We’ve yet to entertain a scenario where buying is the better option in Boston. But don’t fret: if you can make a solid down payment and you intend to stay in the home you buy for a while, buying could absolutely be the right choice for you.

In fact, if you’re ready to settle down for a while in your next home, buying is often the best choice when you crunch the numbers (assuming you’re in a strong enough financial position to do so). Generally speaking, buying becomes a better choice the longer you’re able to hold onto your home.

Of course, there are exceptions to generalities. As an example, if you find yourself trying to offload your house in an extremely depressed economy or a poor housing market down the line, you could lose money on your home investment. That’s why, when you’re considering buying a home, it’s always best to have flexibility around when you might one day sell.

As of right now it looks like Boston’s real estate market is only getting more competitive in the near term: Zillow predicts the Boston housing market will rise 6.9% in the next year.

Weathering the storm of homebuying costs in the short term

There’s often a span of a few years where the costs associated with having bought exceed those of renting, but typically there’s a threshold of time beyond which it becomes advantageous to have bought.

This threshold varies depending on the city in which you reside. San Francisco is the most extreme example of a city that’s decidedly not conducive to home buying right now. In other words, even with the exorbitant rent you’d have to pay living in The Golden City, it would still take an extremely long time for a home purchase to justify itself financially.

Fortunately, Boston isn’t as tough on homebuyers as San Francisco (though it’s by no means easy). Usually, after 3-5 years in your new home, you can start to experience the financial advantage of owning a house or condo over renting in Boston. The challenge, as in any expensive housing market, lies in being able to make a down payment you feel comfortable with – and, of course, covering the upfront costs associated with buying.

A reminder about upfront costs

“Earnest money” (money you pay the seller to show them you’re serious about buying) will eventually be factored into your down payment. However, not all upfront costs are like this. You need to factor space into your budget to account for other upfront costs like the inspection fee and the appraisal fee (both around $300-500).

Nerdwallet has a useful rent vs. buy calculator that allows you to compare whether it’s more affordable for you to rent or buy. And it factors in all those things that are easy to forget when it comes to buying a house...closing costs, insurance, interest payments, and other hidden costs like property taxes and home repairs.

Even if you’re not considering buying just yet, it can be fun to plug in different scenarios to get a better sense of Boston’s housing market.

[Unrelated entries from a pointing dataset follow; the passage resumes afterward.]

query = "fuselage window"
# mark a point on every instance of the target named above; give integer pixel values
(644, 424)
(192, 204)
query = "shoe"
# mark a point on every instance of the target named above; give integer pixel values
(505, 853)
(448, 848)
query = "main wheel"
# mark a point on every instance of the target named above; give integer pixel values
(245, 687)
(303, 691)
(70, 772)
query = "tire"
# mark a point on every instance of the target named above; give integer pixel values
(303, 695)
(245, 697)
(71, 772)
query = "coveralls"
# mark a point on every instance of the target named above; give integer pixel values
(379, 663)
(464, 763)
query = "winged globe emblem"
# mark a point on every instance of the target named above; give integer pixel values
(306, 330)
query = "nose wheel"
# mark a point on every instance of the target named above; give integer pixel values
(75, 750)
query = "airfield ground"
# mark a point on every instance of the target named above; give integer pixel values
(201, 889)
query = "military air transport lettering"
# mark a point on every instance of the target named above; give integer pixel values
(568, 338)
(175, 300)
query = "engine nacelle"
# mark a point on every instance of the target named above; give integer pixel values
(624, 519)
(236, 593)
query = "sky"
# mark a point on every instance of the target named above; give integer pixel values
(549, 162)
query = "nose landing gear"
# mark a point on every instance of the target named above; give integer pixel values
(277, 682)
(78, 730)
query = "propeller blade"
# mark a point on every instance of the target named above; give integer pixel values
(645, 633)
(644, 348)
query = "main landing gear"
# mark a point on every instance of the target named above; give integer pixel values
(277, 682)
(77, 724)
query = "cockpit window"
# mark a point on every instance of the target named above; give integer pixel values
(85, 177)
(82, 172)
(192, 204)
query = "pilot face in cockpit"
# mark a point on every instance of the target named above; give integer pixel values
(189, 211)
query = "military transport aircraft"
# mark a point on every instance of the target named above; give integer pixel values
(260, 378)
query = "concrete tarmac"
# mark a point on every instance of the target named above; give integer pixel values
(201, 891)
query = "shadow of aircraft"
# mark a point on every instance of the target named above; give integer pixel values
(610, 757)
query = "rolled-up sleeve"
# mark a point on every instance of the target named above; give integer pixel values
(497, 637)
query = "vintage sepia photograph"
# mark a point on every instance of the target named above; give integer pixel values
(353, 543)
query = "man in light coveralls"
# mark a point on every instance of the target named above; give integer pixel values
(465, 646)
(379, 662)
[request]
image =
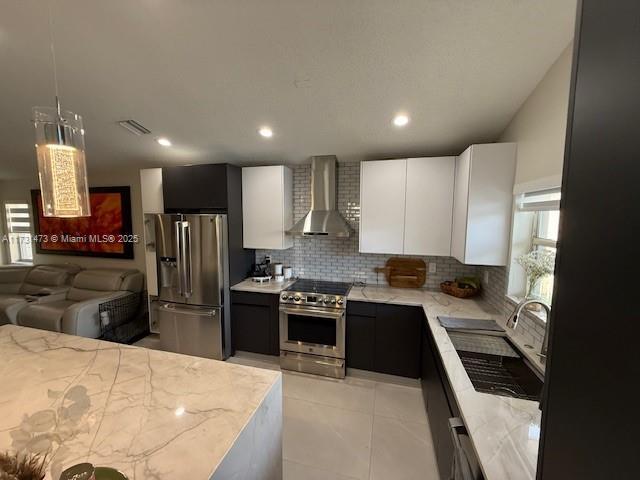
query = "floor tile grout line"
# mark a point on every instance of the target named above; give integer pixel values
(326, 470)
(373, 425)
(327, 405)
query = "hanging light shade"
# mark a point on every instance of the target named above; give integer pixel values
(61, 163)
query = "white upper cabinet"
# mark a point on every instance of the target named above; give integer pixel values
(406, 206)
(152, 202)
(151, 190)
(267, 207)
(429, 206)
(483, 202)
(382, 202)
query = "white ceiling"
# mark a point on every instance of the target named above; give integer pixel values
(327, 76)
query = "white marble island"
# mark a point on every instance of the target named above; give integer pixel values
(150, 414)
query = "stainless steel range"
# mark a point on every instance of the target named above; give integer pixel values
(313, 327)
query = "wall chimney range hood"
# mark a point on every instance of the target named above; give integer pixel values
(323, 219)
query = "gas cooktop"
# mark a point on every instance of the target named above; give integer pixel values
(323, 287)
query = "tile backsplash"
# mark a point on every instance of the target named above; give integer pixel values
(339, 259)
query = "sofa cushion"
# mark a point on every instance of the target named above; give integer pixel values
(11, 278)
(10, 305)
(47, 316)
(98, 282)
(42, 276)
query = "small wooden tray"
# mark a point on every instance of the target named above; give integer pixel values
(451, 288)
(404, 272)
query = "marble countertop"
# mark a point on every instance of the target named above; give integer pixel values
(504, 431)
(271, 286)
(148, 413)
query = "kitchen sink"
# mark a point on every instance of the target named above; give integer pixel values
(507, 374)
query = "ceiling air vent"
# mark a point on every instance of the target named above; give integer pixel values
(134, 127)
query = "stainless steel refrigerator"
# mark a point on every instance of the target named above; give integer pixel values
(193, 282)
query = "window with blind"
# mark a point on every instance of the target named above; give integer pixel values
(535, 228)
(18, 221)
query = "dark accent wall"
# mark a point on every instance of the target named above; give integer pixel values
(590, 424)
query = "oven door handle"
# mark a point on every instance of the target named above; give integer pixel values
(311, 313)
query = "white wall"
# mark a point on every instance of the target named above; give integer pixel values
(539, 128)
(19, 190)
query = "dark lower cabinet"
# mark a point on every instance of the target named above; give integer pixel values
(255, 323)
(439, 409)
(397, 343)
(360, 342)
(384, 338)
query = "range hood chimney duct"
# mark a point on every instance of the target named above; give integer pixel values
(323, 219)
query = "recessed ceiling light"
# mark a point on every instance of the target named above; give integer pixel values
(400, 120)
(266, 132)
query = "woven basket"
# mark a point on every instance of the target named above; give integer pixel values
(451, 288)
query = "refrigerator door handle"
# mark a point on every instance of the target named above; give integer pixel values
(178, 233)
(186, 259)
(171, 308)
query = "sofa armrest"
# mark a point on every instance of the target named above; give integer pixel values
(83, 318)
(53, 297)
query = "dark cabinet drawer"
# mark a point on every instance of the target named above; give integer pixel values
(363, 309)
(360, 342)
(397, 340)
(250, 328)
(437, 405)
(249, 298)
(255, 325)
(195, 188)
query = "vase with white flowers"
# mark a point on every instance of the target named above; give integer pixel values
(537, 264)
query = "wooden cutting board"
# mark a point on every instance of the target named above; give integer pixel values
(404, 272)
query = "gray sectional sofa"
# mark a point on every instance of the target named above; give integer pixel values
(62, 298)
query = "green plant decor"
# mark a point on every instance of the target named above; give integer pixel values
(537, 264)
(21, 467)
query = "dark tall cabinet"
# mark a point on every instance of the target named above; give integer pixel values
(211, 188)
(590, 423)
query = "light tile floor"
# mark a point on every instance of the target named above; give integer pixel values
(357, 428)
(365, 427)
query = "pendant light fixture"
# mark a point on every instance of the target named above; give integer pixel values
(62, 168)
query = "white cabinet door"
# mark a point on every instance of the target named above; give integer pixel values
(460, 204)
(429, 206)
(152, 202)
(382, 206)
(490, 207)
(267, 199)
(483, 202)
(151, 190)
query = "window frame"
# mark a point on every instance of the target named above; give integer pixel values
(8, 232)
(525, 235)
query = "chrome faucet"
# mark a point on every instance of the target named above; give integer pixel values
(513, 322)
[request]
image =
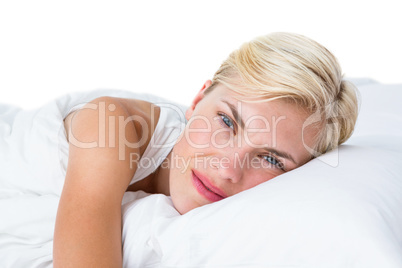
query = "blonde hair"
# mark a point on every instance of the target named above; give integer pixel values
(294, 67)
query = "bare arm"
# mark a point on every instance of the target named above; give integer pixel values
(88, 223)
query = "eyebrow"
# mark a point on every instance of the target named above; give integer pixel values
(235, 113)
(240, 121)
(281, 154)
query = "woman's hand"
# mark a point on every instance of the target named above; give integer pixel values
(88, 223)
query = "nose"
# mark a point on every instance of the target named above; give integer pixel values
(231, 165)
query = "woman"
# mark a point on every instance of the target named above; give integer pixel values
(273, 105)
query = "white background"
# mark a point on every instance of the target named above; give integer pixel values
(169, 48)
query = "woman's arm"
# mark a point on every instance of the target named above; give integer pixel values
(88, 223)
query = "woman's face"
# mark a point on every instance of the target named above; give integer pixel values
(229, 146)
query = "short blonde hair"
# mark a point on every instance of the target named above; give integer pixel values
(294, 67)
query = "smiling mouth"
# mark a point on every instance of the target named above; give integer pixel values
(205, 191)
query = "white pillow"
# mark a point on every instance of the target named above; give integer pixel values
(343, 209)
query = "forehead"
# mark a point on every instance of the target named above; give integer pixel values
(276, 123)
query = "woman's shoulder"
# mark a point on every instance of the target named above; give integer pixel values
(142, 114)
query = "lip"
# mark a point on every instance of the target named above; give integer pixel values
(201, 183)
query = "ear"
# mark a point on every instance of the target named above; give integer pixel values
(200, 95)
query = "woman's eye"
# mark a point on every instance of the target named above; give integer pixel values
(273, 161)
(227, 121)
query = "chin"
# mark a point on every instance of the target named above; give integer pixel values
(182, 205)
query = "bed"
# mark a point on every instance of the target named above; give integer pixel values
(343, 209)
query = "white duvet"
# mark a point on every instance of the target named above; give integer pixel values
(340, 210)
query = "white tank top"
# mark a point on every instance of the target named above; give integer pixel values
(170, 125)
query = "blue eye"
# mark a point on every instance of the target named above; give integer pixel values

“What’s COVID-19 got to do with it?”

COVID-19 is impacting our economy in ways that are worth paying attention to as you get ready to start to your next chapter in Boston.

CNN reports that mortgage rates have fallen to a record low for the eleventh time this year. Though Boston home values have increased by 3.2% since last year, the record-low mortgage rates could help make home buying worth your while – after all, you’ve already seen what a difference 1% can make when it comes to the interest rate in your mortgage agreement.

On the other hand, prospective tenants in the city of Boston have more negotiating power than they’ve had in a long time because of the pandemic. If you get the right deal on an apartment, you could enjoy big savings, at least for the duration of your next lease.

Other important rent vs buy considerations

While many of these factors lie beyond your control, you can turn to yourself to figure out others as you decide whether renting or buying in Boston is your best bet.

A question like whether you’re willing to take on maintenance problems (either by finding and paying a contractor or doing it yourself) can help to make the decision easier for you: home maintenance issues are typically something a renter never has to worry about, whereas all homeowners have to be ready to take them on.

Whatever your decision, happy shipping up to Boston!